Sánchez J, Serrano J, Gómez P, Román J, Cosano A, Torres A
Haematology Department, University Hospital Reina Sofia, Córdoba, Spain.
J Clin Pathol. 1997 Nov;50(11):969-70. doi: 10.1136/jcp.50.11.969.
A 16 year old man underwent an allogeneic bone marrow transplantation (BMT) from an HLA identical sibling donor for acute lymphoblastic leukaemia in 1984. He developed chronic graft versus host disease involving the skin and kidneys. At day 400 after BMT his condition was complicated by obstructive airways disease, which was partially responsive to azathioprine and steroids.
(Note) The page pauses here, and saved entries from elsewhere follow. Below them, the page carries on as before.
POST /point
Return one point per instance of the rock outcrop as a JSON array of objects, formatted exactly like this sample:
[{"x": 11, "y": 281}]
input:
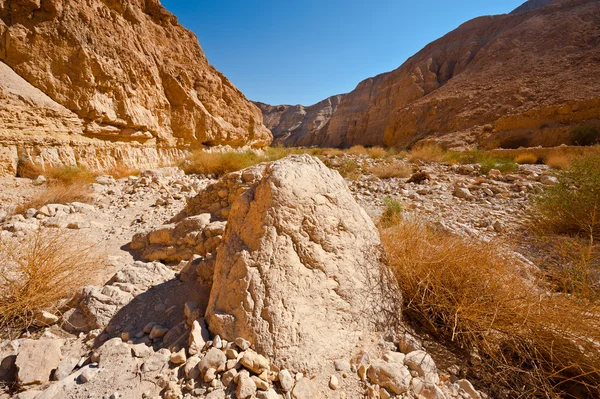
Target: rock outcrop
[
  {"x": 298, "y": 266},
  {"x": 297, "y": 125},
  {"x": 110, "y": 71},
  {"x": 529, "y": 74}
]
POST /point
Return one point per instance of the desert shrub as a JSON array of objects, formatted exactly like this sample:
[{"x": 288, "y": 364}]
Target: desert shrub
[
  {"x": 56, "y": 193},
  {"x": 392, "y": 213},
  {"x": 377, "y": 152},
  {"x": 70, "y": 175},
  {"x": 514, "y": 142},
  {"x": 38, "y": 272},
  {"x": 559, "y": 161},
  {"x": 357, "y": 150},
  {"x": 27, "y": 169},
  {"x": 391, "y": 169},
  {"x": 526, "y": 159},
  {"x": 120, "y": 171},
  {"x": 468, "y": 293},
  {"x": 348, "y": 168},
  {"x": 585, "y": 135},
  {"x": 573, "y": 205},
  {"x": 504, "y": 165},
  {"x": 332, "y": 152},
  {"x": 429, "y": 152}
]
Five years after withdrawal of immunosuppressive treatment he developed dyspnoea and decreased pulmonary function test results, and steroid treatment was resumed. Fibrobronchoscopy revealed the presence of a mucoepidermoid carcinoma in the left main bronchus. After surgical laser resection, there was gradual clinical and functional improvement. There was no evidence of recurrence one year after surgery.
1984年,一名16岁男性因急性淋巴细胞白血病接受了来自 HLA 配型相同的同胞供体的异基因骨髓移植(BMT)。他出现了累及皮肤和肾脏的慢性移植物抗宿主病。骨髓移植后第400天,他的病情因阻塞性气道疾病而复杂化,该疾病对硫唑嘌呤和类固醇有部分反应。在停用免疫抑制治疗五年后,他出现呼吸困难,肺功能测试结果下降,于是恢复了类固醇治疗。纤维支气管镜检查显示左主支气管存在黏液表皮样癌。手术激光切除后,临床和功能逐渐改善。术后一年没有复发迹象。